Subtext, but only if you squint. I don't normally write Red, so I guess this may be odd. It was a request! So. :D


Sweeter Than Salt
The proper way of offering courtesy: the beast's bride welcomes a returning guest.
She doesn't look like the kind of girl who asks for roses.

This is what Red thinks when she hears the story, when she retraces the path of their journey through wood and bush and bracken. (She corrects that thought: it was never their journey. It was simply November's, and she and the cat and the girl with no hands were simply brought along with it.) She is the hunter, home from the hill, and she is bone-tired and time-weary and wistful for rest.

She is also uncertain as to what exactly it is she's doing in the castle of a prince (who became a beast who became a man), being offered sweet-smelling tea by a white-fingered girl (who became a princess(no) who became a queen).

My husband's away, Belle says wryly, but you're more than welcome to stay the night.

No, Red remembers suddenly, it probably has something to do with the rain beating down on the castle's roof, and the way her coat has had to be taken away and draped across a rack to dry-- not far, never far; she growls when the servants attempt to take it out of her sight, and she sees the queen shake her head and bid them to leave it in the room.

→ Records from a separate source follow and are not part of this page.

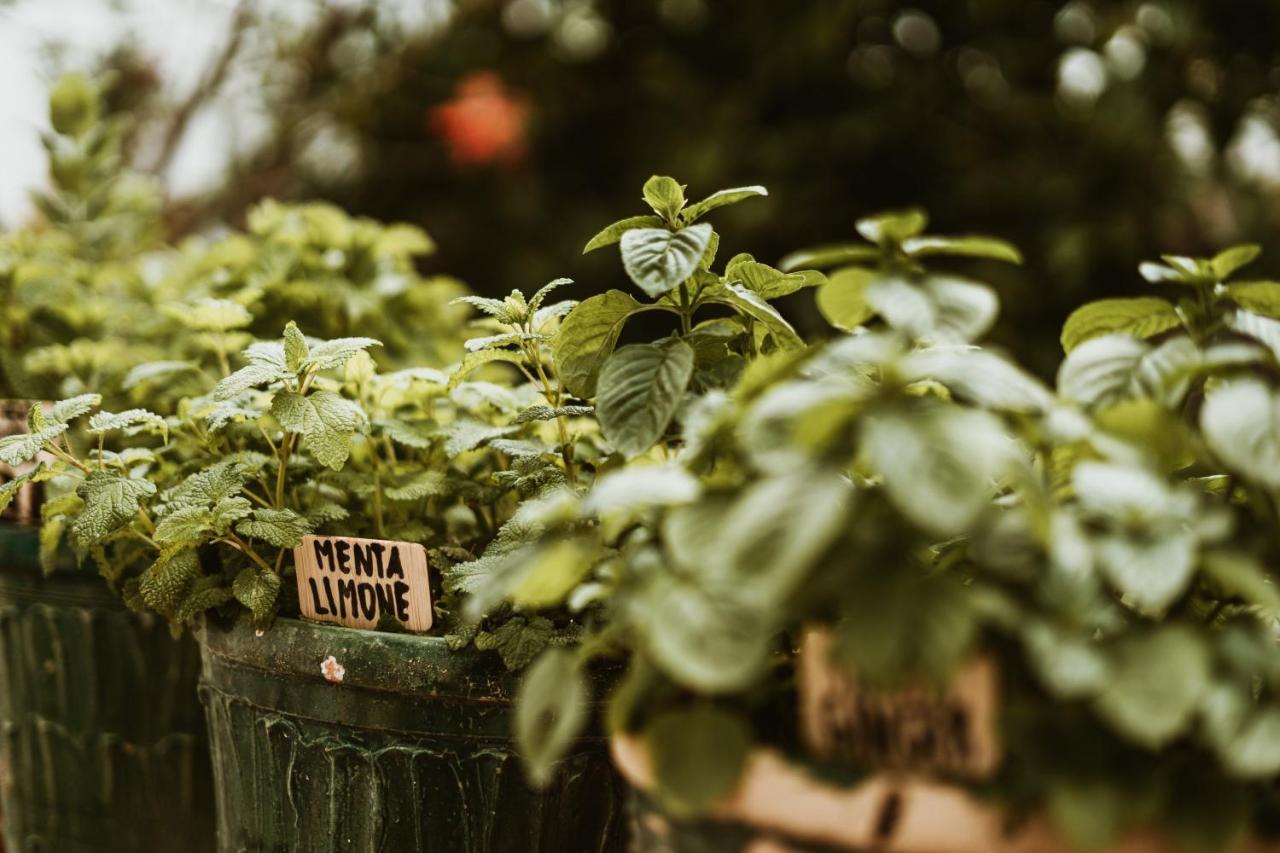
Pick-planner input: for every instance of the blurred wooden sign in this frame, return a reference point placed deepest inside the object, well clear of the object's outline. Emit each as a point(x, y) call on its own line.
point(362, 582)
point(950, 731)
point(24, 507)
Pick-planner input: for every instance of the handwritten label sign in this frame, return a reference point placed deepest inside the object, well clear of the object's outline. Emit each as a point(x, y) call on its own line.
point(361, 582)
point(951, 731)
point(24, 507)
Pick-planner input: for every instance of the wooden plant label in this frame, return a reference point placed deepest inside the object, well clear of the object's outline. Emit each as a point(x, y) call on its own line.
point(360, 582)
point(917, 729)
point(24, 507)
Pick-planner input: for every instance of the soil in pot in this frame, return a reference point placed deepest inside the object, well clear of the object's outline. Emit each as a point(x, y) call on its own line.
point(330, 739)
point(103, 742)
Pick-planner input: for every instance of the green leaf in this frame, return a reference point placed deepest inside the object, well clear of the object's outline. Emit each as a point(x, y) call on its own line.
point(209, 486)
point(698, 757)
point(110, 502)
point(327, 355)
point(296, 349)
point(325, 420)
point(257, 589)
point(1240, 423)
point(892, 227)
point(417, 486)
point(613, 233)
point(551, 574)
point(832, 255)
point(634, 488)
point(721, 199)
point(155, 370)
point(1101, 370)
point(497, 309)
point(131, 422)
point(1262, 329)
point(842, 300)
point(940, 465)
point(658, 260)
point(666, 196)
point(476, 359)
point(979, 377)
point(707, 639)
point(184, 525)
point(68, 410)
point(469, 434)
point(899, 626)
point(639, 391)
point(1260, 297)
point(1157, 679)
point(1091, 812)
point(265, 365)
point(551, 712)
point(402, 238)
point(548, 413)
point(1070, 665)
point(586, 338)
point(164, 584)
point(73, 104)
point(772, 537)
point(970, 246)
point(519, 641)
point(16, 450)
point(280, 528)
point(1233, 259)
point(768, 282)
point(1255, 751)
point(754, 306)
point(211, 315)
point(1239, 574)
point(1143, 318)
point(535, 304)
point(964, 310)
point(1159, 273)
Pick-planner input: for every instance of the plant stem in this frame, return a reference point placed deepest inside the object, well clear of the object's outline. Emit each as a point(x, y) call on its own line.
point(286, 450)
point(552, 392)
point(71, 460)
point(240, 544)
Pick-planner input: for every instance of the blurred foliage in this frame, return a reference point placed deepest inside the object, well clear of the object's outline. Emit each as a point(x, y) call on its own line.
point(1087, 133)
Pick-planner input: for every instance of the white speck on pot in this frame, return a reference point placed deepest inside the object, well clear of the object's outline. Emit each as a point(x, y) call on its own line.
point(333, 670)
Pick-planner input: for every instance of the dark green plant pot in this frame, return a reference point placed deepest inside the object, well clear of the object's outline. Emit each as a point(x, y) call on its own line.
point(103, 742)
point(412, 751)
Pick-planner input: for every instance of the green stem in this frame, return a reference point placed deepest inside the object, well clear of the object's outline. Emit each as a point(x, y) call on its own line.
point(240, 544)
point(71, 460)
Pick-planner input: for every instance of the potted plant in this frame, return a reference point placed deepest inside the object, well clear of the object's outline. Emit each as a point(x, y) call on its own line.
point(1028, 621)
point(105, 746)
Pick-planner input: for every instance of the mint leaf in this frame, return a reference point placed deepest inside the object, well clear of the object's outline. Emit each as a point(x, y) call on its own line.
point(551, 712)
point(296, 349)
point(325, 420)
point(110, 502)
point(639, 391)
point(280, 528)
point(586, 338)
point(16, 450)
point(658, 260)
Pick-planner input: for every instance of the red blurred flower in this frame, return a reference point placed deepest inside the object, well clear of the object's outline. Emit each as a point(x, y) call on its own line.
point(484, 123)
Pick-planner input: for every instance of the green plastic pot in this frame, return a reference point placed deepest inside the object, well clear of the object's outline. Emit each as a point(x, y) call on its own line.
point(410, 751)
point(103, 742)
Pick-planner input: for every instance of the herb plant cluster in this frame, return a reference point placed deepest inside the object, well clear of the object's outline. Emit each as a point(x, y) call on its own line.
point(677, 512)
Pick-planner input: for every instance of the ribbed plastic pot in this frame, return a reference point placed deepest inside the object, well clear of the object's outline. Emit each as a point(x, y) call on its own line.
point(410, 751)
point(103, 744)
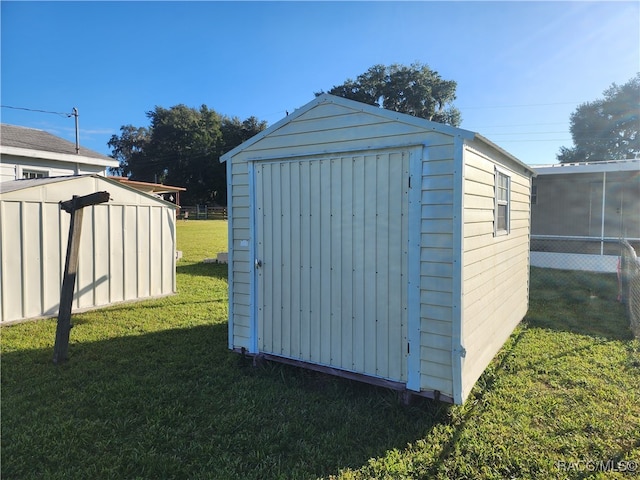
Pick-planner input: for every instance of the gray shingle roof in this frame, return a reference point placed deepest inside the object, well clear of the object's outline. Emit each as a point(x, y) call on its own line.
point(33, 139)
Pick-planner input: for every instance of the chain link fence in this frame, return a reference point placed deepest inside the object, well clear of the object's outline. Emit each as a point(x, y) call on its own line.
point(629, 277)
point(595, 266)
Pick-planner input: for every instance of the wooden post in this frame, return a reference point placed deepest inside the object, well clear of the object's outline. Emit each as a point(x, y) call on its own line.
point(73, 207)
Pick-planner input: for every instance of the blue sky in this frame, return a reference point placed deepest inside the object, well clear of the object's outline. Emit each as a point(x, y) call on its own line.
point(522, 68)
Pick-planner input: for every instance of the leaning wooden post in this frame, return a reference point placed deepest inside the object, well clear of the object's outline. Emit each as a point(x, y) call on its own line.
point(74, 208)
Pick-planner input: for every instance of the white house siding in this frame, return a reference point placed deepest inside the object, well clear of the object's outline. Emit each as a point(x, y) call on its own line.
point(436, 264)
point(495, 268)
point(241, 263)
point(12, 167)
point(126, 252)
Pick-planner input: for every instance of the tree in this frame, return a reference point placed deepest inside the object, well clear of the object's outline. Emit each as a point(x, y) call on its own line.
point(125, 147)
point(182, 147)
point(607, 128)
point(416, 90)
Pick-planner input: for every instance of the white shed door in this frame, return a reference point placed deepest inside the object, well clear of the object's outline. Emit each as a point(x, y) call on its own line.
point(331, 266)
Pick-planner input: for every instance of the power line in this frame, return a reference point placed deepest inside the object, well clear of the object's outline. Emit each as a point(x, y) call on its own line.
point(39, 111)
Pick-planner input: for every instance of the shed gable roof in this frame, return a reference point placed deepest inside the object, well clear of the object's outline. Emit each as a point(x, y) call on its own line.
point(348, 120)
point(325, 110)
point(6, 188)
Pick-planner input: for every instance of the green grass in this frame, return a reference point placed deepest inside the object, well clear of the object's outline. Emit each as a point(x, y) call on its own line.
point(151, 391)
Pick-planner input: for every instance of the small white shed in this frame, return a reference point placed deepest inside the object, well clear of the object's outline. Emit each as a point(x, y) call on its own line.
point(378, 246)
point(127, 246)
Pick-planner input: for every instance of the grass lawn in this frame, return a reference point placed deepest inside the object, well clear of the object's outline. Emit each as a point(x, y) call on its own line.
point(151, 391)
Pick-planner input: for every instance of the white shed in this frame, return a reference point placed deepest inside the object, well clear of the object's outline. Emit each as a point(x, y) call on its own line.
point(378, 246)
point(127, 246)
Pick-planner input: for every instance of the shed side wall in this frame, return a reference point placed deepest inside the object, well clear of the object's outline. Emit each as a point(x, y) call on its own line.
point(436, 264)
point(495, 268)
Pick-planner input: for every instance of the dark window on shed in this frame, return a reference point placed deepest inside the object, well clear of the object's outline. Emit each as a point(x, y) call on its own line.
point(502, 189)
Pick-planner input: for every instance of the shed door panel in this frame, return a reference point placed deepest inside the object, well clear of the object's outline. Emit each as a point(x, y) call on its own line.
point(331, 238)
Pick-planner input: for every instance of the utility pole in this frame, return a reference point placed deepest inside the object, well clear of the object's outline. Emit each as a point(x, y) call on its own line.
point(75, 114)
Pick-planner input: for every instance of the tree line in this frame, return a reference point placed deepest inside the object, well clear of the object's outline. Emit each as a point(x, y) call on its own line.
point(182, 145)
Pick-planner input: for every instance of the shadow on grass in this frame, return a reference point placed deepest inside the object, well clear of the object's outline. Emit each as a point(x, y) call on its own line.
point(178, 404)
point(578, 302)
point(217, 270)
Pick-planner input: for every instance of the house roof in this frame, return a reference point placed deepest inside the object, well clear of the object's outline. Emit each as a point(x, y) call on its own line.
point(631, 165)
point(427, 125)
point(31, 142)
point(14, 185)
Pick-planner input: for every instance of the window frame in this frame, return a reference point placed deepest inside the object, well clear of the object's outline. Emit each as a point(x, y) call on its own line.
point(28, 173)
point(500, 202)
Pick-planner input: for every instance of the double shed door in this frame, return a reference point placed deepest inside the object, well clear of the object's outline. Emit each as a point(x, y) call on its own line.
point(331, 261)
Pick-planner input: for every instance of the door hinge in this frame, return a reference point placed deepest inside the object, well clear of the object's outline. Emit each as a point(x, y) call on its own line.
point(460, 351)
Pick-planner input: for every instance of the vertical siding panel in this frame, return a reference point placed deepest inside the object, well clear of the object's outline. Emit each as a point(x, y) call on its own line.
point(370, 318)
point(345, 225)
point(305, 260)
point(33, 274)
point(51, 258)
point(155, 243)
point(142, 236)
point(396, 299)
point(84, 279)
point(337, 243)
point(324, 234)
point(129, 246)
point(295, 260)
point(382, 172)
point(116, 262)
point(285, 258)
point(358, 256)
point(100, 249)
point(267, 258)
point(12, 260)
point(315, 261)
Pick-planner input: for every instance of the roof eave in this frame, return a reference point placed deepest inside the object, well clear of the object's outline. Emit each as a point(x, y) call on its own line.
point(60, 157)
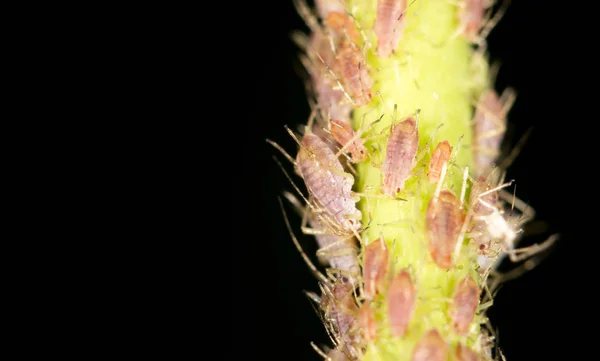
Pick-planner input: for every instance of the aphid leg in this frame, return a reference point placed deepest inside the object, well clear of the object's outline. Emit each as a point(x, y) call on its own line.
point(520, 254)
point(285, 154)
point(307, 15)
point(320, 352)
point(335, 77)
point(465, 224)
point(426, 149)
point(310, 265)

It's still wet, she can see, hanging limply on the bars like the discarded skin of some great creature, and she nearly laughs, because it is one-- in a way.

Though she's no less a beast even without it.

Red watches the woman on the couches on the other side of the hearth, reading a book as if having hunters collapse on her doorstep is an event that happens every day. For all Red knows, it might be. This is the same woman who hugged a faux-dying beast and promised to marry him, after all; everything compared to that must seem utterly bland, not at all shocking.

Belle glances up with lips pursed into a cupid's-bow smile, as if she knows the turn Red's thoughts have taken, but she does nothing but gesture at the dress that clings wetly to Red's form.

"Perhaps you should change out of those, or you'll get ill."

She looks down with some disinterest at the material that clings to her, soaking its borrowed moisture into the covers of the duvet. Ah, she thinks, with a distant sense of regret. It's made of velvet. And, thanks to her, most probably ruined. Of course, it's too late to do anything to reverse that now, so all Red does (with an effort greater than she thinks the action merited) is push herself off the cushions and onto her feet.

"Yes."

They are alone, and she feels no shame in picking at the buttons along her front and peeling the wet cloth down, off whitewashed skin stretched over knotted bones. Before the castle's queen, the quiet girl who refused to flinch at the sight of a man's wickedness turned inside out for all to see, she has nothing she needs to hide.

She does not know when Belle's hands join hers, but they push off the last of her sodden skirt together, leaving Red in her boots and the worn cotton of her shift.

The fur Belle wraps around Red's shoulders smells of vellum and ink.

"Let's get you to bed."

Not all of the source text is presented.